BORN OF THE SUN: Adventures in Our Solar System Edited by Mike Ashley
British Library, pb, £8.99
Reviewed by Pauline Morgan
This series of retro-anthologies gives an excellent overview of the history of SF by looking at stories from the past. The introductions by Mike Ashley are always worth reading, tracing the development of the volume’s subject and suggesting novels and other stories that fit within the remit. In this particular volume, he has selected stories related to the planets in the solar system giving the reader a voyage from Mercury to Pluto with stops along the way. Each story is prefaced with the scientific information on the planet as it was known when the selected story was written and anything that has been discovered since. Each story is accompanied by an illustration from Surles Autre Monde by Lucien Rudaux (1937), mostly showing what the sun would look like from the planet in question.
Although a number of the stories have sentient life forms, they are not, generally of the bipedal cliché forms. In ‘Sunrise On Mercury’ by Robert Silverberg (1957), the expedition runs into trouble as the alien life form, which resembles a pool of molten zinc, can detect and help facilitate their mental wishes. The conflict arises when not everyone aboard the spaceship desires the same thing.
While the existence of Vulcan has been discounted at one time, it was believed to be real.

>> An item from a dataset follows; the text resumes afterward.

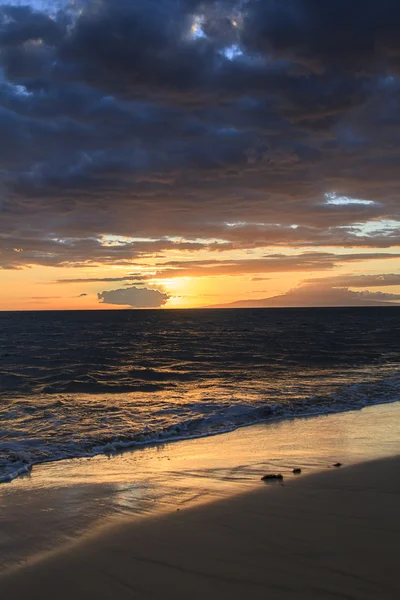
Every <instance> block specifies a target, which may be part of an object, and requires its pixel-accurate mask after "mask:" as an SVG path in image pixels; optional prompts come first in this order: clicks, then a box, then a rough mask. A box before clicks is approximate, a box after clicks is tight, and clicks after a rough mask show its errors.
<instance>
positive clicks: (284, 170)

In ‘The Hell Planet’ by Leslie F. Stone (1932), the planet is exploited for its mineral wealth, especially for a precious metal fount no-where else. There are humanoid inhabitants, immune to the local radiation, and the story could well be treated as an allegory for the way Europeans exploited Africa.
Moving out from the sun, Venus has been colonised, mainly by miners. The background in ‘Foundling On Venus’ by John And Dorothy De Courcy (1954) is well thought out, but the story of a waitress finding an apparently abandoned child in the street could have taken place anywhere.
As a near neighbour and possibly reachable, there have been many stories set on Mars. ‘The Lonely Path’ by John Ashcroft (1961) has an expedition landing on the planet to explore a huge tower. This appears to once have been buried in the rock, but millennia of erosion have exposed about half of it. To gain access, the explorers have to solve puzzles. Sanderson gets the mechanism working and goes back in time to see how the planet has changed since the original inhabitants built the tower.
As Poul Anderson’s ‘Garden In The Void’ (1952) testifies, the asteroids have not been neglected. A couple of prospectors find an unusual green asteroid and, on an investigation, find it covered with a form of plant life that is adapted to live in a vacuum. A ‘Robinson Crusoe’ figure, shipwrecked there twenty years before, adapted the plants to provide him with all he needed for survival.
Once reaching the outer planets, the problems with temperature and gravity are acknowledged. There have been suggestions that if a planet cannot be changed to suit human life, humans will have to adapt. In ‘Desertion’ by Clifford D. Simak (1944), humans are converted to gaseous, Jovian life forms to explore the planet’s surface. When the first to be sent do not come back, the head of a survey team decides that he should be converted and see the problem first hand. He takes his dog with him.
Ashley was unable to find a quality story based on Saturn, so settled for James Blish’s
‘How Beautiful With Banners’ (1966). This is set on Titan with the rings of Saturn as the backdrop. Blish is excellent at creating aliens as well as extrapolating technology. Dr Ulla Hellstrøm is protected from the elements as she collects data by a thin, transparent ‘skin’ developed from a virus as a single micro-organism. It is this which attracts the attention of the alien ‘flying cloak’.
Diamonds are produced from carbon under high pressure. One theory was that there could be asteroids that were solid diamonds. In ‘Where No Man Walks’ by E.R. James (1952), seams of diamond have been found on the surface of Uranus. Derrick Crocker’s task is to open up a new seam before the head of the mining corporation arrives. This is best done on the surface, and as a limbless man, he is ideally suited to operate the blasting equipment.
It is well known that metabolism slows down with lower temperatures. This fact is employed in the collaboration between Clare Winger & Miles J. Breuer in ‘A Baby On Neptune’ (1929). Earth scientists have made contact with aliens on most of the planets, but it takes a while to realise that the signals from Neptune are also much slower. The scientists who go to visit also initially have problems finding the aliens who have sent the signals.
On the far reaches of the solar system, Pluto was still regarded as a full planet when Larry Niven wrote ‘Wait It Out’ (1968). It highlights the problems facing explorers if things go wrong and they are stranded on the surface. Rescue is a very long way away.
This is an excellent journey through the solar system. It also shows how our understanding of the planets has changed and the problems SF writers have in keeping ahead of new developments.